Uno studio di Fondazione Openpolis svela la tendenza di un crescente spostamento da territori interni verso città più grandi
È scritto nella storia del cinema, e a volte pure nella realtà: il postino suona sempre due volte. Più incerte, invece, sono le possibilità di risposta al citofono, soprattutto nei piccoli comuni e nelle zone montane della Sicilia, dove, rispetto alle grandi città, la probabilità che qualcuno apra il portone scendono fino al 30%, semplicemente perché il 70% delle abitazioni (e oltre) risultano totalmente disabitate per gran parte dell’anno, se non abbandonate. A dirlo è il nuovo studio della Fondazione Openpolis, che se in tutta Italia registra un 27% di case «non permanentemente occupate», nelle Isole maggiori alza l’asticella a quota 35%, come diretta conseguenza dello spopolamento delle aree interne verso i territori più centrali.
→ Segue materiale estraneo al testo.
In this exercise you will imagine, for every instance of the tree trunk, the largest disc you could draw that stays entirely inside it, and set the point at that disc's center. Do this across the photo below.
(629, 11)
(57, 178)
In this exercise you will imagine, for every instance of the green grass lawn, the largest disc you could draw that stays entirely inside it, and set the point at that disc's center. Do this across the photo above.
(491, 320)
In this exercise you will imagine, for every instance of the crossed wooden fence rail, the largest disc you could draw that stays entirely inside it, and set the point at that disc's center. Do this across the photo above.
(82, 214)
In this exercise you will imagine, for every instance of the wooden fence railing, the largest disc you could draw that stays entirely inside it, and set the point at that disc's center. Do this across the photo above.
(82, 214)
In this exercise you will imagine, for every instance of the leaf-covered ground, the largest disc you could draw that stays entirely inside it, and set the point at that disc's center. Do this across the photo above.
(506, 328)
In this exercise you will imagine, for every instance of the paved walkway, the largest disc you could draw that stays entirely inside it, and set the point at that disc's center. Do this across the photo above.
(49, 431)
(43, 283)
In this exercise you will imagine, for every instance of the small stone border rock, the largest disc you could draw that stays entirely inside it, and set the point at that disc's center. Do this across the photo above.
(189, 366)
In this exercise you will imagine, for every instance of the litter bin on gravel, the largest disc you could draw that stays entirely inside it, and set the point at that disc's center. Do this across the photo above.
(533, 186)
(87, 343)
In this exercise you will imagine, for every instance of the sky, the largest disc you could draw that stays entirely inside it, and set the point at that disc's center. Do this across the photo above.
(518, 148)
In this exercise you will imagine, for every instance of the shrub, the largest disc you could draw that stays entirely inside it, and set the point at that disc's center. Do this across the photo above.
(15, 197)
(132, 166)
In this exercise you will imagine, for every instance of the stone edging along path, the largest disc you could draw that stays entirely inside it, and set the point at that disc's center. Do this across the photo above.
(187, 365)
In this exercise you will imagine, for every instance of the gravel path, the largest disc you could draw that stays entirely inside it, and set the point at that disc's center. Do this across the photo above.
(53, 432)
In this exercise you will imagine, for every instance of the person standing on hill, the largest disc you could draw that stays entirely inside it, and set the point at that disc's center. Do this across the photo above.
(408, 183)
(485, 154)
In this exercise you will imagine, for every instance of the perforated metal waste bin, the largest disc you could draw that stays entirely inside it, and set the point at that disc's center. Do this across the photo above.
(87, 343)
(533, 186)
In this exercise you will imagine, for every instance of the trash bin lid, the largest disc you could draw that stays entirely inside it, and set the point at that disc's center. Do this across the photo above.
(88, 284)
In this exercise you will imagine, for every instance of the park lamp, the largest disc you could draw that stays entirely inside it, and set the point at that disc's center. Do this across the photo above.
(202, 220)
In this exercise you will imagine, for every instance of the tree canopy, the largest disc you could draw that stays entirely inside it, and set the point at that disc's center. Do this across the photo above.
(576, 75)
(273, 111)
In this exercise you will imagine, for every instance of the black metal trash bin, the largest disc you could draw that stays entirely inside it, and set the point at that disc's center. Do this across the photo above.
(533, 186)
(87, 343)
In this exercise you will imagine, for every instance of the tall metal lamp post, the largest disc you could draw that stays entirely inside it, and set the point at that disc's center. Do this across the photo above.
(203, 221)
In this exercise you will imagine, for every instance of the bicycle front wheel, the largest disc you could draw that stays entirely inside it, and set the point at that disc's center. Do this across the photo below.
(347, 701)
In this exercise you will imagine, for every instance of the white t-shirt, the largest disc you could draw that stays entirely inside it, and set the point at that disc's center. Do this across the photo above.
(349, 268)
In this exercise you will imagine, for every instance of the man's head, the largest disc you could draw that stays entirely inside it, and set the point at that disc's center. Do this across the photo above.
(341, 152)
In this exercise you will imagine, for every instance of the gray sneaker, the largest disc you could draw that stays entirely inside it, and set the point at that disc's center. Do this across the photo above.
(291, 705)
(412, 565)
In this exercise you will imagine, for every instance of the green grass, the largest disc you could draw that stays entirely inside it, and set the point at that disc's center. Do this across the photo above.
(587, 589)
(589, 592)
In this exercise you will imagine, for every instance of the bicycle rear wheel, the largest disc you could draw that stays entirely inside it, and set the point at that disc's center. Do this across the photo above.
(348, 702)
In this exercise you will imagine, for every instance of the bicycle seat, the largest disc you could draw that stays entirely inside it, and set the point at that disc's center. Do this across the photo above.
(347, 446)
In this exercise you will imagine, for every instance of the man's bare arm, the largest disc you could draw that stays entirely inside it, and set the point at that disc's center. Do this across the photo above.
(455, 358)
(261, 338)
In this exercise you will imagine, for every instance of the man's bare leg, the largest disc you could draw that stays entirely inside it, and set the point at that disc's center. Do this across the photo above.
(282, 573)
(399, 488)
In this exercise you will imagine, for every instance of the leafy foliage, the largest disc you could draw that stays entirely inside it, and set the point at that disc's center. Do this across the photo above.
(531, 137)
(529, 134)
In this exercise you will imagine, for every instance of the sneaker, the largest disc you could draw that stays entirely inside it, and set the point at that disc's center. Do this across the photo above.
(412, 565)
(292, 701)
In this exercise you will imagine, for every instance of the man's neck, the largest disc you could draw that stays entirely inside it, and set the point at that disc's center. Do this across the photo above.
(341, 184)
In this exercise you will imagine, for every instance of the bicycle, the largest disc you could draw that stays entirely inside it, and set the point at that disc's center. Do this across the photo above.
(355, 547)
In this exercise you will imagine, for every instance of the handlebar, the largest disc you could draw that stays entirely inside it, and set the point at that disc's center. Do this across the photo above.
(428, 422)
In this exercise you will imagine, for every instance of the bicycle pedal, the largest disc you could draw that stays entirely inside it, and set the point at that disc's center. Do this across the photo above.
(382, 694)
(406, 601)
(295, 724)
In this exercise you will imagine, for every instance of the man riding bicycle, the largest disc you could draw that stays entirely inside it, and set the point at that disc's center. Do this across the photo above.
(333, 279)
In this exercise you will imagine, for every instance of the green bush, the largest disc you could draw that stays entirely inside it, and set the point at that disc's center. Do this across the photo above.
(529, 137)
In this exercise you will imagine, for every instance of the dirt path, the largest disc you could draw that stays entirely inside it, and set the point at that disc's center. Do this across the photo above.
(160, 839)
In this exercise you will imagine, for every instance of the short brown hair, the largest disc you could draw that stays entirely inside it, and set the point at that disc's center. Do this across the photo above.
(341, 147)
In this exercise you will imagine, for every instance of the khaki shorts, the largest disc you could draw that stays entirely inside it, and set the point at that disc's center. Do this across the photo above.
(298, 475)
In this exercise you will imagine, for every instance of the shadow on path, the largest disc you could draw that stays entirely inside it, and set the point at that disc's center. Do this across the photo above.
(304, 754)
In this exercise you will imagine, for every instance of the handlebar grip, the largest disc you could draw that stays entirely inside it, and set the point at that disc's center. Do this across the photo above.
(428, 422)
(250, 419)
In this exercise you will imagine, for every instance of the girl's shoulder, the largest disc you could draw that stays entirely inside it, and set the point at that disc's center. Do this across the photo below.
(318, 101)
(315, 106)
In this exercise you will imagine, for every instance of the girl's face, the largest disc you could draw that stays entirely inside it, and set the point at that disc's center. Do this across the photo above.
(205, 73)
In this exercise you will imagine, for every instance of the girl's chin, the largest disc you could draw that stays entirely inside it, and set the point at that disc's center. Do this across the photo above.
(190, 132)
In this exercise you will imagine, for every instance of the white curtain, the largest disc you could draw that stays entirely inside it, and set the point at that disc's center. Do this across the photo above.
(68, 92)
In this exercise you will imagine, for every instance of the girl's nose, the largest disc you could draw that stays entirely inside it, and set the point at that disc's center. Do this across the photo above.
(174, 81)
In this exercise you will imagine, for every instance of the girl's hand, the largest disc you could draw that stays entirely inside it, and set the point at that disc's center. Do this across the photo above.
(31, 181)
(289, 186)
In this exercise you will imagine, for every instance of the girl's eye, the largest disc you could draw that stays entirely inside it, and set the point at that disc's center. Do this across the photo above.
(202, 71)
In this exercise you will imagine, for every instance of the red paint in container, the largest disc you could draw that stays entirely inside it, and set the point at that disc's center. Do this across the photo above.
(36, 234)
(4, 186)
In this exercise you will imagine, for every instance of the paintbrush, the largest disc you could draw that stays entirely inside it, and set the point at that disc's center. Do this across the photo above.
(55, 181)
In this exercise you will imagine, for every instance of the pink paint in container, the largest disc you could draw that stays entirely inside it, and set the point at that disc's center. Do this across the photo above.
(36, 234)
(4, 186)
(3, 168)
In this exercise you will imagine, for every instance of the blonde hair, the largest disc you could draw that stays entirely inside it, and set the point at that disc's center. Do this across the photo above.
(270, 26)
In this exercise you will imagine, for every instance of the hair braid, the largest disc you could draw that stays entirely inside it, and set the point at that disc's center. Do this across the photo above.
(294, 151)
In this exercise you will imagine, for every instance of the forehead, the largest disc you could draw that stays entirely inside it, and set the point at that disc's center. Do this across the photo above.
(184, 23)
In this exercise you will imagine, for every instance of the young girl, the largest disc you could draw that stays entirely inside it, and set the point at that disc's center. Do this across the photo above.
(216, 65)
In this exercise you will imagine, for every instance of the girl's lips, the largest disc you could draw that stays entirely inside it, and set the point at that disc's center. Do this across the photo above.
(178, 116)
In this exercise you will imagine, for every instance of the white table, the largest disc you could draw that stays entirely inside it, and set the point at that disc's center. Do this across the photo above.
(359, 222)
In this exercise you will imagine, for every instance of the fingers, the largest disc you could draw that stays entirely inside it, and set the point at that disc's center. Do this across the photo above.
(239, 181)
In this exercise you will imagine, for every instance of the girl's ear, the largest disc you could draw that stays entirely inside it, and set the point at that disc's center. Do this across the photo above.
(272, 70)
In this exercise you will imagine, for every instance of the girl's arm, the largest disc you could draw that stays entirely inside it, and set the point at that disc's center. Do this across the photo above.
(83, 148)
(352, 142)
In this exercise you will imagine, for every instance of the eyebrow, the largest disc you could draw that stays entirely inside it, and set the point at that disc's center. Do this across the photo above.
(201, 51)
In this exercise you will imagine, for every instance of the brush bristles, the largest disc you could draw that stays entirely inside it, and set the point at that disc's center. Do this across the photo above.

Un movimento, sottolinea la Fondazione, «che incide su numerosi aspetti, uno dei quali la disponibilità di abitazioni. Da un lato, infatti, nelle zone più attrattive ci si trova di fronte a vere e proprie emergenze abitative, data la scarsità di case disponibili, mentre dall’altra, nelle aree più distanti dai poli, ci sono strutture non abitate. Si tratta di temi centrali anche nell’ottica delle amministrazioni: a seconda di quanto le aree sono popolate e del tipo di locazioni presenti, possono predisporre in modo più o meno capillare i servizi, oltre ad ottenere diverse entrate di tipo economico». E se la media siciliana di case sfitte non dovesse bastare, per fotografare la velocità dello spopolamento in atto basta osservare i dati dell’agrigentino, nella top ten delle province italiane più colpite dal fenomeno, al settimo posto con il 48%.